Friedman, D.H. (1976, February). “Pollster Lou Harris feels the ‘adrenaline’ flowing as the campaign tests his predictions again.” People. Retrieved August 15, 2021, from https://people.com/archive/pollster-lou-harris-feels-the-adrenaline-flowing-as-the-campaign-tests-his-predictions-again-vol-5-no-4/

DeMaris, A. (1993). “Odds versus probabilities in logit equations: a reply to Roncek.” Social Forces, 4, 1, pp. 1057-1065.

Gelman, A., and Hill, J. (2009). Data Analysis Using Regression And Multilevel/Hierarchical Models. Cambridge, U.K.: Cambridge University Press.

Harris, L. (2007). Personal communication to George Terhanian.

Pew Research Center (2017). Automation in Everyday Life. Pew Research Center. Retrieved August 18, 2018, from http://assets.pewresearch.org/wp-content/uploads/sites/14/2017/10/03151500/PI_2017.10.04_Automation_FINAL.pdf

Poynter, R. (2021). “Market research: A state of the nation review.” International Journal of Market Research, 63(4), 403-407.
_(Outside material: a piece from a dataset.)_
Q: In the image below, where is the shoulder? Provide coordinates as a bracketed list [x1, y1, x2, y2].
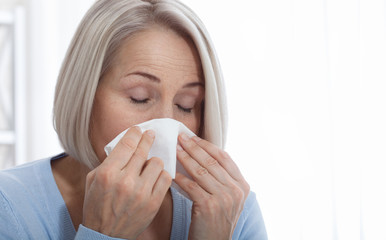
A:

Spartacus Educational (no date). George Gallup. Retrieved August 15, 2021, from https://spartacus-educational.com/SPYgallup.htm

Terhanian, G. (2019). “The possible benefits of reporting percentage point effects.” International Journal of Market Research, 61(6), 635-650.

Williams, R. (2012). “Using the margins command to estimate and interpret adjusted predictions and marginal effects.” The Stata Journal, 12 (2), 308-331. College Station, Texas: Stata Press.